Missing ens4 network interfaces on workers

Currently, the ens4 network interface on our workers appears to get lost for an as-yet-undetermined reason. The interface can legitimately "disappear" when it has been used in the network namespace of a running build, but it should be returned afterward.

The fix is being worked on, but in the meantime, if you suspect the interfaces have really been lost (e.g., there aren't any builds running on the worker, but there's no ens4 interface present), you can use the probe-workers.sh script to restart the network stack on the offending machines.
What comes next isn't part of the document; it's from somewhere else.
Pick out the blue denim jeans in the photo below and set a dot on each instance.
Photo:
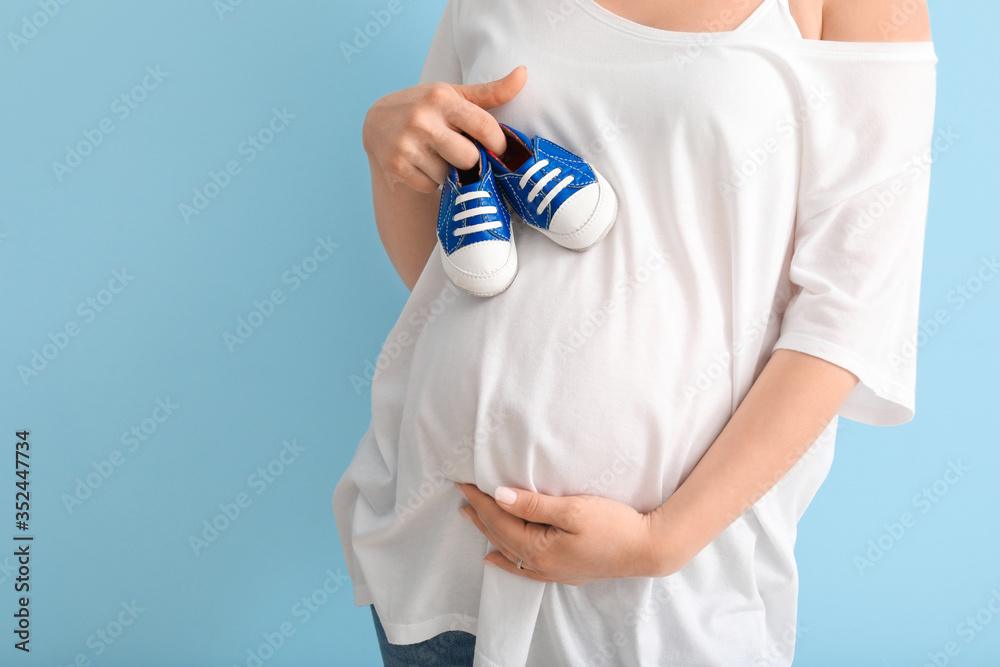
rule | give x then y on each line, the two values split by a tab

To simply probe workers in the live environment, but perform no restarts, run the following:

probe-workers.sh live

(To do so in acceptance, just use acceptance instead of live.)

To then restart the networking stacks of machines without an interface, add the -r option:

probe-workers.sh -r live

NOTE: This script assumes you've set up your SSH configuration using the scripts in the ssh_helpers directory!